Я молчу и жду, когда она снова задаст вопрос, зная, что она сама же и начнет на него отвечать, а мне придется лишь направлять ее по ложному следу, путать, сбивать, чтобы она не догадалась об истинной причине, почему я попросил Сергея Ивановича отдать нейтрализатор ей.

– Я еще раз спрашиваю: почему ты попросил передать это мне?

Мхатовская пауза затягивается. Я думаю о том, есть ли смысл продолжать эту игру, поддерживать в Ольге это чувство неопределенности. Чтобы в итоге что? Всё равно сказать то, что я решил. И тогда я начинаю выкладывать свою ложную правду или правдивую ложь – кому как нравится больше, но смысл от этого не меняется.

– Понимаешь, это был единственный способ вывести тебя на откровенный разговор. Я ведь уже давно всё знаю, и не надо сейчас задавать мне вопрос «что?». Это ты руководишь группой специалистов, которые отслеживают изменения в поведении людей в условиях дождя. Ты составила текст, используемый для программирования поведения. Конечно, из-за твоих смен фамилий мне было трудновато, но по базам я всё же просмотрел все твои статьи. Вот честно, никогда бы не подумал, что филологические знания можно применять таким образом. Оказалось, что, основываясь на языковых шаблонах и сигналах тела, можно изменять поведение человека, трансформировать убеждения и лечить психологические травмы. Это действительно неожиданно, и теперь мне понятно, почему Сергей Иванович говорил так о тебе.

– Вы говорили обо мне?

Спохватываюсь, что могу сболтнуть лишнего и придется объяснять, в каком контексте, а он был таков: «Ты ведь понимаешь, насколько вы разные? Ты никогда не сможешь с ней быть… Она ведь совершенно чужой тебе человек!.. Ты хочешь променять свою свободу, свой интеллект на свободу женщины, о которой ты не знаешь по большому счету ничего?..» И я осознаю, что и он догадывался о ее роли во всей этой истории с инфразвуком. Он же сам мне говорил: «В городе работает несколько групп ученых, которые не знают ни о том, чем занимаются другие, ни о том, кто входит в эту группу. По почте просто присылаются задачи, на решение которых нацеливается коллектив».

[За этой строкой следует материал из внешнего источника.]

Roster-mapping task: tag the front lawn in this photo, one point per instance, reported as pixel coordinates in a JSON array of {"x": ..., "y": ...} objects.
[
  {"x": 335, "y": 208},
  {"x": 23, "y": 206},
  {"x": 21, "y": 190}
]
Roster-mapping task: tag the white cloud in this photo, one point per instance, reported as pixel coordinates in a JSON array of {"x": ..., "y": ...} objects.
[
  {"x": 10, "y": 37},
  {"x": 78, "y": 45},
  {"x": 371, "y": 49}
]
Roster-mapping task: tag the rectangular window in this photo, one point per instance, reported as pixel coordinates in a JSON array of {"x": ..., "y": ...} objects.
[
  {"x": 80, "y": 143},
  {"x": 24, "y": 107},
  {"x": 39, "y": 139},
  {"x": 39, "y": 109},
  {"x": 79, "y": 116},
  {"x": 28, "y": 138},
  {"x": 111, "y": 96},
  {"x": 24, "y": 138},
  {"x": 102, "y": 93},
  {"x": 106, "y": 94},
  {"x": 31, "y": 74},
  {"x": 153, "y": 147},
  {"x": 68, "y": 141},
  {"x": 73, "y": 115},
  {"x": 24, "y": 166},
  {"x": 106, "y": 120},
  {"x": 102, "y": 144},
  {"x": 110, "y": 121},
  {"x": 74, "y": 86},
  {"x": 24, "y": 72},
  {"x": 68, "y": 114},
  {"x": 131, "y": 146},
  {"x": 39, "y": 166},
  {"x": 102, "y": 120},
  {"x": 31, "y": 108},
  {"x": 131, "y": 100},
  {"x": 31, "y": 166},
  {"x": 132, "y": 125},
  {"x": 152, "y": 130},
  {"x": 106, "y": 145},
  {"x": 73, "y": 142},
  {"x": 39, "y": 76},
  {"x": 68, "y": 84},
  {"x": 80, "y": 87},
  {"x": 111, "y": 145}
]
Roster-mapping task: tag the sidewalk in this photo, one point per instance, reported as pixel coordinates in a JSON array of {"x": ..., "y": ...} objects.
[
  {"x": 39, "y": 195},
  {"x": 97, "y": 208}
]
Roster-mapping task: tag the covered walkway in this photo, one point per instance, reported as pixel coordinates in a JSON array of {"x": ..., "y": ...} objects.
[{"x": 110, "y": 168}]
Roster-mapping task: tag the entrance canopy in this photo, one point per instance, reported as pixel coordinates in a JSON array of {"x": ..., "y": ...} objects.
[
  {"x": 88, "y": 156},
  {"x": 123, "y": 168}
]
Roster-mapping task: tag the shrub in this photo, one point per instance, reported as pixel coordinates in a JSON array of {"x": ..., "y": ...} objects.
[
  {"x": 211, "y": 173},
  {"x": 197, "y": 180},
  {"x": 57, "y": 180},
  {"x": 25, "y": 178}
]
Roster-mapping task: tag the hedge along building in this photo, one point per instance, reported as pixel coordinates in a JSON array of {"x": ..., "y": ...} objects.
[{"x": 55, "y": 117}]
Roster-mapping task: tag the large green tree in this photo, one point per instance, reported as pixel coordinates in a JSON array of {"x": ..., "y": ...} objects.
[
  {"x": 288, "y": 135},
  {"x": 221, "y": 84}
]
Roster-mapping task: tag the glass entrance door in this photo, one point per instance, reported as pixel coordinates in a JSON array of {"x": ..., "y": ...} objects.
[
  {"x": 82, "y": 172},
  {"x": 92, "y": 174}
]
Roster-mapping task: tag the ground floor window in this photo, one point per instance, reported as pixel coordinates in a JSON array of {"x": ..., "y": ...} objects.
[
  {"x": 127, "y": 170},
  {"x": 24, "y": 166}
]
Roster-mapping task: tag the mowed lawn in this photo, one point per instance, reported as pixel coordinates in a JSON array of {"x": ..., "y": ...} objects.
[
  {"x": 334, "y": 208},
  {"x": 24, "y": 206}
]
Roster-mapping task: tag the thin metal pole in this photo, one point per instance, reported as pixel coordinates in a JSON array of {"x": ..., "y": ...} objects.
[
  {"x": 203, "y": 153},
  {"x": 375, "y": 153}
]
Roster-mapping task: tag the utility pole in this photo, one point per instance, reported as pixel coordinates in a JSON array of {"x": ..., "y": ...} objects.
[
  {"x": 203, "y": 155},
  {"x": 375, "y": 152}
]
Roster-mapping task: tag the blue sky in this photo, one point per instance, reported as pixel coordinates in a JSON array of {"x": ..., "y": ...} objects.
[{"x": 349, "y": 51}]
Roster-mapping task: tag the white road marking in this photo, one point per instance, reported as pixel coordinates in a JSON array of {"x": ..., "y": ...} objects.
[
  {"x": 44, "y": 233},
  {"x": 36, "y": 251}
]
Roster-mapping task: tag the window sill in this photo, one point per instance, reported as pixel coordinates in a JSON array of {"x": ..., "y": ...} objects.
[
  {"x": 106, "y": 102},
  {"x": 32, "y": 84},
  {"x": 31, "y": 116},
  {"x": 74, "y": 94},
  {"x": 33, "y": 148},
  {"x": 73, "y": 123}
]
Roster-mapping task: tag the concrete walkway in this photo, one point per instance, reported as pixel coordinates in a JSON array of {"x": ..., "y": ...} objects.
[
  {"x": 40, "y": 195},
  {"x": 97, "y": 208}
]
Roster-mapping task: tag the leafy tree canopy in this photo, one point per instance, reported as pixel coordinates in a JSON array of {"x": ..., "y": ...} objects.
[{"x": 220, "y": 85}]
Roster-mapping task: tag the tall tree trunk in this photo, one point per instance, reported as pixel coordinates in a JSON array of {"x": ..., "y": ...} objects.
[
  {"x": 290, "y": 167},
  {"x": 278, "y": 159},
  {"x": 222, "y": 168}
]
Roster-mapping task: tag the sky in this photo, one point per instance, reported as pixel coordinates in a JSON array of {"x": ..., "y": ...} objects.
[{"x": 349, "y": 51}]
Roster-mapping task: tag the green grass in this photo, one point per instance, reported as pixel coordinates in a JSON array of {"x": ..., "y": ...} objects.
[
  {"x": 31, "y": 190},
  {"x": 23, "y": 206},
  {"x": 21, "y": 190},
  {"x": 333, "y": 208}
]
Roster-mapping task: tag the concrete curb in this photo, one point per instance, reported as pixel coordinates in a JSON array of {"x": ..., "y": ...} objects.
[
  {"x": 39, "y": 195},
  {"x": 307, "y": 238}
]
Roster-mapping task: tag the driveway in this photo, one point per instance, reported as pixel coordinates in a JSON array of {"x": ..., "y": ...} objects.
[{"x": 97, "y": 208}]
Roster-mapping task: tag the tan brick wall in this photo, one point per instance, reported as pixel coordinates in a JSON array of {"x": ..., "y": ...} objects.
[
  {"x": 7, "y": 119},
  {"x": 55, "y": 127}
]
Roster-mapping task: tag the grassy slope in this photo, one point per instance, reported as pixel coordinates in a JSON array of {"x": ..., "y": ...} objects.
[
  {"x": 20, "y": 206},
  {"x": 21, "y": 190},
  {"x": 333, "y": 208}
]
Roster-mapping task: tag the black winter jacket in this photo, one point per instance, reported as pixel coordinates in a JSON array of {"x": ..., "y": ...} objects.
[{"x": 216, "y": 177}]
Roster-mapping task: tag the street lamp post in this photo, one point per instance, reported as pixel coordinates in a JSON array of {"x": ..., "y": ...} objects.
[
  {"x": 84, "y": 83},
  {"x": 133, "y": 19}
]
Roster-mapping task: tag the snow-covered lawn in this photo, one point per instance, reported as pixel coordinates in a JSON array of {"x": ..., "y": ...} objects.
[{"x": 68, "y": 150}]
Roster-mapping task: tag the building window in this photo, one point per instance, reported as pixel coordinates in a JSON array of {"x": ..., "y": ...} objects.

Соберите в одном городе несколько десятков талантливых ученых, специалистов в своей области, и вы думаете, они не догадаются о том, кто и чем занимается? С другой стороны, догадки – это всего лишь догадки.

– Так и что вы говорили обо мне? – повторяет она свой вопрос.

Я придумываю на ходу:

– Он сказал мне, что вы не та, кем кажетесь на самом деле.

Она польщена. Женское самолюбие – как же легко на нем играть! А во мне продолжает бороться иррациональное чувство к ней с пониманием того, что я другой, что, несмотря на какие-то сближающие нас моменты, она символизирует и олицетворяет то, непримиримым противником чего выступаю я.